The final issue for decision is whether petitioners are liable for additions to tax for substantial understatement of income tax under section 6661 for the taxable years 1982 and 1983. This addition to tax does not apply to any portion of the understatement attributable to the taxpayer's treatment of an item if there were substantial authority for such treatment. Petitioners argue that they had substantial authority for not reporting the interest income on their Federal income tax returns. In evaluating whether a taxpayer's position that the treatment of a particular item is supported by substantial authority, the weight of authorities in support of the taxpayer's position must be substantial in relation to the weight of authorities supporting contrary positions. Sec. 1.6661-3(b)(1), Income Tax Regs.; Antonides v. Commissioner [Dec. 45,094], 91 T.C. 686, 702 (1988), affd. [90-1 USTC ╤ 50,029]893 F.2d 656 (4th Cir. 1990).
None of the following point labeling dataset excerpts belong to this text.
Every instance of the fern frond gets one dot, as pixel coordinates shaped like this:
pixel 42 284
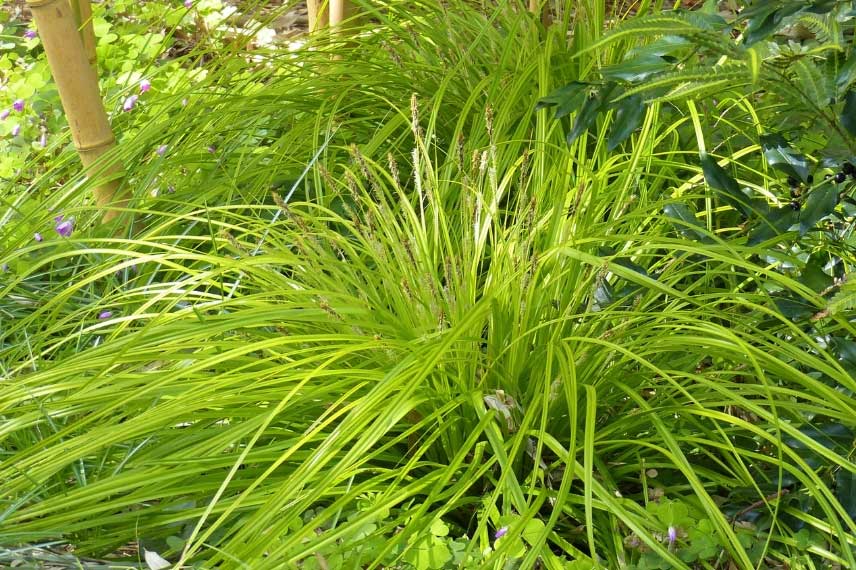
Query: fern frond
pixel 644 28
pixel 699 90
pixel 699 76
pixel 824 28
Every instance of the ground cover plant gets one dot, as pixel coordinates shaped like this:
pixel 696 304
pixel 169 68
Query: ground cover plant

Petitioners cite Dickman v. Commissioner [84-1 USTC ╤ 9240], 465 U.S. 330 (1984), as substantial authority for their position that they are not liable for income tax on interest from CDs titled in their children's name which petitioners allege were purchased with the proceeds of interest-free loans. As previously stated, petitioners' reliance on Dickman is misplaced. The only issue presented by this case is who was the beneficial owner of the CDs in question. Nothing in Dickman suggests that the beneficial owner of an investment could escape tax by placing the investment in the name of his or her children. Accordingly, we sustain the imposition of the section 6661 addition to tax.

Decision will be entered under Rule 155.